Closed Bug 584935 Opened 9 years ago Closed 9 years ago

Speed up register iteration loops by using BSF instruction

Categories

(Core Graveyard :: Nanojit, defect, P3, minor)

x86
Windows 7

Tracking

(Not tracked)

RESOLVED FIXED
flash10.2

People

(Reporter: edwsmith, Assigned: edwsmith)

References

Details

(Whiteboard: PACMAN, fixed-in-nanojit)

Attachments

(1 file, 1 obsolete file)

Attached patch proof of concept on x64 (obsolete) — Splinter Review
On x86 or x64, we can use BSF to skip regions of 0s in a bitmask, to quickly iterate through register masks that satisfy various criteria.  For example:

int active = ~free & managed
for (int r=bsf(active); active != 0; i = bsf(active &= ~(1<<r)))
  /* do stuff with _allocator.active[r] */

The same principle ought to work in bug 584608 for quickly finding free AR entries, although I haven't tried that yet.

Preliminary benchmarking on tamarin-redux's jit-only mode (dont run code, just feed a large input set through the JIT) shows about a 3-5% speedup in TR's verify+jit time.  That time would be diluted in the real world, of course.

The attached proof of concept also includes the bitmask-based AR from bug 584608.
Attachment #463412 - Attachment is patch: true
Attachment #463412 - Attachment mime type: application/octet-stream → text/plain
Attachment #463412 - Flags: feedback?(nnethercote)
Comment on attachment 463412 [details] [diff] [review]
proof of concept on x64

I definitely like the basic idea of the patch, hence the f+.  But I have a
few things I'd like changed.

First, I'd like to see nextreg()/prevreg() completely gone, I'd like only
one way to iterate over a loop.  Remaining uses:

- RegAlloc::countActive()
- Assembler::registerConsistencyCheck()
- Assembler::printRegState()
- Assembler::intersectRegisterState() -- in a comment;  just delete the
  whole comment line beginning with "viz."


>+        int active_set = _allocator.activeSet();
>+        for (Register r = lsReg(active_set); active_set;
>+             r = lsReg(active_set &= ~rmask(r)))

I don't like having to write the masking code in every loop.  I'd prefer
something like this:

        for (Register r = lsReg(active_set); active_set;
             r = nextLsReg(active_set, r))

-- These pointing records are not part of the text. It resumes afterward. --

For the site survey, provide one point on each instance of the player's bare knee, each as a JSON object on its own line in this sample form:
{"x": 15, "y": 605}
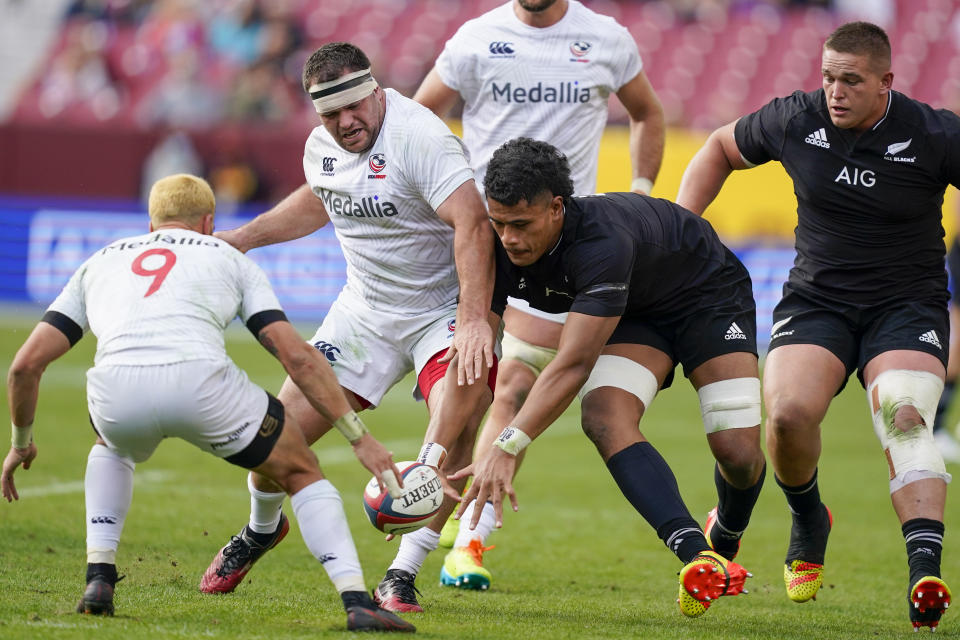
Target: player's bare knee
{"x": 787, "y": 418}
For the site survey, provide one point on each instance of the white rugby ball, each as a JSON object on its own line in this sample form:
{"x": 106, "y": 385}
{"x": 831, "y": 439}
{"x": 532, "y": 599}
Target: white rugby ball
{"x": 421, "y": 499}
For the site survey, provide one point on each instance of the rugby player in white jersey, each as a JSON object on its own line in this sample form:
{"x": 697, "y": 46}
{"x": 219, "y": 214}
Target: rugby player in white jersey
{"x": 543, "y": 69}
{"x": 159, "y": 304}
{"x": 398, "y": 189}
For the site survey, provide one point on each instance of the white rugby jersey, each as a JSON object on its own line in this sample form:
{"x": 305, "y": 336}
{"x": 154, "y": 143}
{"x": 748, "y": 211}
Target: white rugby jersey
{"x": 549, "y": 84}
{"x": 383, "y": 202}
{"x": 164, "y": 297}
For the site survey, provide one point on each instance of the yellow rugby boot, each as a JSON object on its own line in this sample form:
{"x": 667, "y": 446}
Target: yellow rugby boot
{"x": 706, "y": 578}
{"x": 803, "y": 569}
{"x": 463, "y": 567}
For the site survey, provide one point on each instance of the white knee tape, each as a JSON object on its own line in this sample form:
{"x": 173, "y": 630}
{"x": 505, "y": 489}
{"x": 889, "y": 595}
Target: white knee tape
{"x": 536, "y": 358}
{"x": 622, "y": 373}
{"x": 912, "y": 455}
{"x": 730, "y": 404}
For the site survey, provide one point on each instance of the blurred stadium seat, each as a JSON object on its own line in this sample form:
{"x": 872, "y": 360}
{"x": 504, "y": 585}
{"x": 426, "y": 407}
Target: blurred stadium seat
{"x": 709, "y": 60}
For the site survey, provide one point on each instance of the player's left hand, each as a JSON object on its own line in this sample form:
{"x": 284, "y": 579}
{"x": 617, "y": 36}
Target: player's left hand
{"x": 472, "y": 346}
{"x": 492, "y": 477}
{"x": 14, "y": 459}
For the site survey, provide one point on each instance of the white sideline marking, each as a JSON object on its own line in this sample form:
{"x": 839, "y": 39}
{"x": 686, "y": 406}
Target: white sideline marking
{"x": 60, "y": 488}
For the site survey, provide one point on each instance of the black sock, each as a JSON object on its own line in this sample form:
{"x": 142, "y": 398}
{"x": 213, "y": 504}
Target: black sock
{"x": 108, "y": 571}
{"x": 650, "y": 486}
{"x": 734, "y": 506}
{"x": 356, "y": 599}
{"x": 804, "y": 501}
{"x": 924, "y": 539}
{"x": 943, "y": 404}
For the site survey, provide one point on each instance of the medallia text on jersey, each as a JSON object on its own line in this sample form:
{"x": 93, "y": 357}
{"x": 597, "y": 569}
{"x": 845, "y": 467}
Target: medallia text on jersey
{"x": 362, "y": 206}
{"x": 560, "y": 92}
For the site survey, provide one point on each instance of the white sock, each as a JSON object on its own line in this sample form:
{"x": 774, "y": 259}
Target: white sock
{"x": 484, "y": 525}
{"x": 323, "y": 525}
{"x": 414, "y": 548}
{"x": 264, "y": 508}
{"x": 108, "y": 490}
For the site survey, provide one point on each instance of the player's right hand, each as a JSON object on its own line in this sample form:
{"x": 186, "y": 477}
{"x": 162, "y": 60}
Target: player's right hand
{"x": 492, "y": 477}
{"x": 14, "y": 459}
{"x": 231, "y": 237}
{"x": 379, "y": 462}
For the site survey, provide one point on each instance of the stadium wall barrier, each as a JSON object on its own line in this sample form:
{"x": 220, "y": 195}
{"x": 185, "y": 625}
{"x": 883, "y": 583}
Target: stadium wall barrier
{"x": 42, "y": 242}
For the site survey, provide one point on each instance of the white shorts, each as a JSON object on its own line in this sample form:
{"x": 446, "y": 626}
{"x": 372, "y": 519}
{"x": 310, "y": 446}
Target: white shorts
{"x": 372, "y": 350}
{"x": 212, "y": 405}
{"x": 524, "y": 306}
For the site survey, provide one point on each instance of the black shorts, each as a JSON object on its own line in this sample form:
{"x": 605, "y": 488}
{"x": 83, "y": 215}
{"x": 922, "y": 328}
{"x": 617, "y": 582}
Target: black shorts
{"x": 262, "y": 444}
{"x": 857, "y": 333}
{"x": 953, "y": 270}
{"x": 722, "y": 319}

where nextLsReg() is suitably defined.


>+            AvmAssert(ins != 0);

Nit: Use NanoAssert(), please, TM doesn't define AvmAssert().


>     class AR
>     {
>     private:
>         uint32_t        _highWaterMark;                 /* index of highest entry used since last clear() */
>+        uint32_t        _used[NJ_MAX_STACK_ENTRY/(8*sizeof(uint32_t))];
>+#if defined(_DEBUG)
>         LIns*           _entries[ NJ_MAX_STACK_ENTRY ]; /* maps to 4B contiguous locations relative to the frame pointer.
>                                                             NB: _entries[0] is always unused */
>+#endif

I'd like a comment explaining _used, that it's a bitset implemented using
32-bit values.  I'd also like a comment explaining the connection between
_used and _entries;  and since they are so closely linked their names should
be more similar, maybe _usedBits and _usedInstrs?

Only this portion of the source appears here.